A deposition of Tetyana Kimberlin had been scheduled for next week, but she has invoked her Fifth Amendment privilege—as is her right.
This particular filing deserves some commentary. IANAL, but I’ve been in communication with some, and I believe I am correctly reporting their analysis.
First, one doesn’t move to quash a deposition. A party seeking to limit or avoid a deposition files for a protective order. The Kimberlins did file for one, and it has not been granted. They are obliged to cooperate fully with discovery until a protective order is issued. A pending order that may never be granted does not stay discovery.
Second, Brett Kimberlin filed the motion along with Tetyana, but he has no standing in the matter.
Third, marital privilege is more limited that the Kimberlins appear to believe. It doesn’t allow one spouse to refuse to testify against everything about the other.
Fourth, pleading the Fifth prevents a deponent from having to answer questions which may tend to incriminate him or her, but dropping the nickel has other significant ramifications in a civil matter.
Fifth, the Kimberlins whining that it is unfair for them to be held to the Rules is getting to be a boringly common refrain.
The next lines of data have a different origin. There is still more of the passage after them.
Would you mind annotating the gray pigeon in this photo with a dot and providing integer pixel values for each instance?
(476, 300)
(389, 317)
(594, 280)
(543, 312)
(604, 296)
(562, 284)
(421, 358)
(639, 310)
It is not unfair for Aaron Walker to fail to attend a deposition when he was not properly served with notice, and it is would not be unfair to require Tetyana Kimberlin to be deposed when she was given proper notice.
Finally, Tetyana Kimberlin is within her rights to refuse to be deposed because her testimony might incriminate her. The facts alleged against her establish the elements of several crimes as well as the civil tort of malicious prosecution.